This sacrificial ceremony therefore marked the starting point for the meeting between the Christian, Fassou Antoine and the future mother of Paul Pogba, a Muslim woman in her twenties named Yeo Moriba. Like her future husband, she was from Forested Guinea, but from the village of Mabossou, located about 100 kilometres north of Péla. The daughter of a civil servant, she came from a family of well-known figures: her great uncle, Louis Lansana Beavogui was the Prime Minister of Guinea between 1972 and 1984 and even temporarily occupied the position of head of state after the death of the illustrious Sékou Touré, but he was quickly overthrown and imprisoned following a military coup. There was also, to a lesser extent, her cousin, Riva Touré, who had had a brief career as a footballer in Guinea and worn the prestigious shirt of AS Kaloum Star. The Conakry club had done well for itself by winning the national league a dozen times. Yeo Moriba, a cheerful and determined young woman, also had a soft spot for the country’s number one sport, which she practised diligently. She was doing well for herself and was on the point of being named captain of the national women’s team.

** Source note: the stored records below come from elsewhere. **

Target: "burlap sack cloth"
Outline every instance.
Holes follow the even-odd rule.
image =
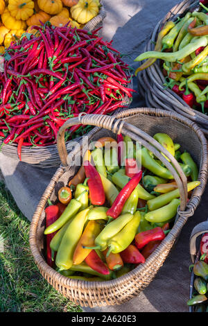
[[[125,61],[136,68],[134,59],[142,51],[144,44],[155,24],[178,0],[105,0],[107,17],[103,36],[114,40],[114,46],[121,53],[127,54]],[[137,80],[134,87],[137,90]],[[134,96],[132,108],[145,106],[139,95]],[[194,146],[194,144],[193,144]],[[41,169],[24,163],[17,163],[0,154],[0,168],[6,185],[18,207],[31,220],[39,200],[55,169]],[[202,203],[194,216],[184,227],[180,239],[171,251],[155,279],[138,297],[119,305],[94,309],[85,311],[187,311],[191,264],[189,239],[196,224],[207,216],[208,194],[207,189]]]

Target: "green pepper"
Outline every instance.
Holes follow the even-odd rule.
[[[96,271],[94,271],[94,269],[91,268],[91,267],[87,265],[87,264],[85,262],[83,262],[79,265],[73,265],[70,268],[69,271],[73,272],[81,272],[85,273],[87,273],[87,274],[99,276],[100,277],[105,280],[106,281],[112,280],[112,278],[114,278],[114,273],[112,271],[110,271],[110,273],[107,275],[101,274],[97,272]]]
[[[145,218],[148,222],[166,222],[175,216],[180,203],[180,200],[179,199],[173,199],[169,204],[154,211],[148,212],[145,215]]]
[[[88,220],[108,220],[108,217],[106,215],[107,209],[107,207],[104,207],[103,206],[94,207],[89,212],[87,218]]]
[[[167,183],[168,180],[155,175],[145,175],[144,177],[144,185],[148,191],[153,191],[157,185]]]
[[[73,255],[82,235],[89,208],[80,212],[74,217],[63,235],[57,252],[55,264],[60,270],[69,269],[73,264]]]
[[[139,212],[137,211],[134,214],[133,218],[130,221],[119,233],[112,237],[110,241],[107,241],[109,250],[107,256],[110,252],[117,254],[127,248],[132,242],[137,234],[140,220],[141,214]]]
[[[46,228],[44,230],[44,234],[49,234],[50,233],[55,232],[58,230],[60,229],[70,218],[77,214],[80,208],[82,207],[82,204],[79,200],[86,192],[87,192],[87,190],[85,190],[85,191],[83,191],[83,194],[81,194],[76,199],[71,200],[60,218]]]
[[[203,294],[198,294],[198,295],[195,295],[191,299],[189,299],[187,302],[188,306],[193,306],[194,304],[198,304],[198,303],[204,302],[207,300],[206,295]]]
[[[164,148],[166,148],[173,156],[175,155],[175,147],[172,138],[167,134],[157,132],[153,137]],[[166,157],[163,153],[162,155],[166,157],[168,161],[170,160]]]
[[[88,178],[85,179],[84,183],[80,183],[76,186],[76,191],[74,194],[75,199],[79,198],[79,196],[87,190],[87,191],[81,196],[79,202],[82,204],[82,206],[80,208],[80,211],[85,209],[88,207],[89,199],[88,199],[88,193],[89,193],[89,187],[87,185]]]
[[[180,158],[185,164],[189,165],[191,169],[191,178],[192,181],[196,181],[198,178],[198,169],[191,155],[188,152],[184,152],[181,155]]]
[[[206,15],[205,12],[198,12],[197,11],[194,11],[193,12],[192,12],[192,16],[196,17],[200,20],[204,22],[204,23],[205,23],[205,25],[208,25],[207,15]]]
[[[177,39],[173,44],[173,51],[175,52],[177,51],[179,46],[184,37],[184,36],[187,34],[187,29],[189,24],[194,20],[194,18],[190,17],[187,21],[184,22],[181,30],[180,31]]]
[[[139,162],[141,160],[141,162],[140,162],[141,166],[153,172],[153,173],[156,174],[156,175],[164,178],[164,179],[173,179],[169,170],[159,164],[150,155],[146,147],[137,149],[137,159]]]
[[[190,43],[184,46],[181,50],[176,52],[157,52],[157,51],[147,51],[144,53],[140,54],[135,61],[142,61],[149,58],[155,58],[166,60],[170,62],[176,62],[183,59],[184,57],[189,55],[189,54],[194,52],[200,46],[207,46],[208,40],[205,36],[202,36],[198,39],[194,40],[193,43]]]
[[[176,151],[176,152],[175,153],[175,160],[177,160],[177,161],[179,161],[179,160],[180,159],[181,154],[182,153],[180,151]]]
[[[119,190],[114,186],[114,185],[107,178],[104,177],[101,173],[99,173],[100,177],[101,178],[101,181],[105,194],[105,197],[109,201],[110,204],[112,205],[114,200],[119,194]]]
[[[164,36],[162,40],[162,44],[163,45],[162,49],[171,49],[173,46],[175,40],[176,39],[178,33],[180,33],[181,28],[184,24],[187,22],[187,20],[191,17],[191,12],[187,12],[186,16],[182,18],[182,19],[167,34]]]
[[[206,282],[208,281],[208,264],[201,260],[197,261],[193,266],[193,273],[196,276],[202,277]]]
[[[129,177],[123,174],[121,174],[119,171],[116,172],[112,175],[112,181],[114,184],[121,189],[123,189],[130,180],[130,178]],[[149,199],[155,198],[155,196],[151,195],[146,191],[139,183],[137,185],[136,188],[139,191],[139,198],[144,199],[144,200],[148,200]]]
[[[117,150],[115,147],[105,149],[104,160],[107,170],[110,173],[114,173],[119,170]]]
[[[104,177],[107,177],[107,171],[105,166],[103,151],[101,148],[95,148],[91,152],[93,161],[98,172]]]
[[[191,172],[192,172],[192,170],[191,167],[189,166],[189,165],[183,164],[182,163],[179,163],[179,165],[183,170],[184,173],[186,175],[186,177],[189,177],[189,175],[191,175]]]
[[[122,214],[130,213],[134,214],[137,210],[139,200],[139,191],[135,188],[124,204]]]
[[[53,257],[54,257],[54,252],[58,251],[58,249],[59,248],[59,246],[60,245],[62,239],[64,236],[64,234],[65,233],[68,226],[71,223],[71,222],[73,221],[73,218],[71,218],[66,224],[64,224],[58,231],[58,232],[55,234],[55,236],[53,237],[51,241],[50,242],[50,248],[51,249],[51,252],[52,252],[52,260],[53,260]]]
[[[207,292],[207,283],[200,277],[194,280],[193,286],[199,294],[206,294]]]
[[[125,144],[125,157],[135,158],[135,150],[132,139],[128,136],[124,136],[123,141]]]
[[[145,219],[146,213],[144,212],[140,212],[141,219],[140,223],[138,228],[137,233],[143,232],[144,231],[148,231],[152,230],[154,227]]]
[[[198,187],[200,184],[200,181],[193,181],[187,184],[187,191],[191,191],[194,188]],[[180,197],[179,189],[173,190],[173,191],[163,194],[162,195],[158,196],[155,198],[148,200],[147,205],[150,211],[153,211],[157,208],[162,207],[165,205],[168,204],[173,199],[177,198]]]
[[[109,240],[119,233],[133,217],[134,215],[132,214],[124,214],[107,224],[103,231],[101,231],[99,235],[96,238],[96,247],[94,247],[94,249],[98,249],[101,251],[105,250],[107,247]]]
[[[184,37],[180,44],[179,44],[178,49],[181,50],[182,49],[185,47],[187,44],[189,44],[193,37],[189,33],[187,33],[187,34]]]
[[[176,151],[178,151],[180,148],[180,144],[174,144],[175,155]]]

Despite the age difference, the couple had a number of things in common thanks to their passion for football and background in Forested Guinea. This was only the beginning, Yeo was soon expecting twins! The ram sacrifice had not been in vain. Yeo Moriba gave birth to two beautiful boys, Florentin and Mathias, on 19 August 1990. The small family would spend two years in the port city of Conakry before leaving the Guinean capital to settle permanently in France, about 30 kilometres to the south-east of Paris, in Roissy-en-Brie.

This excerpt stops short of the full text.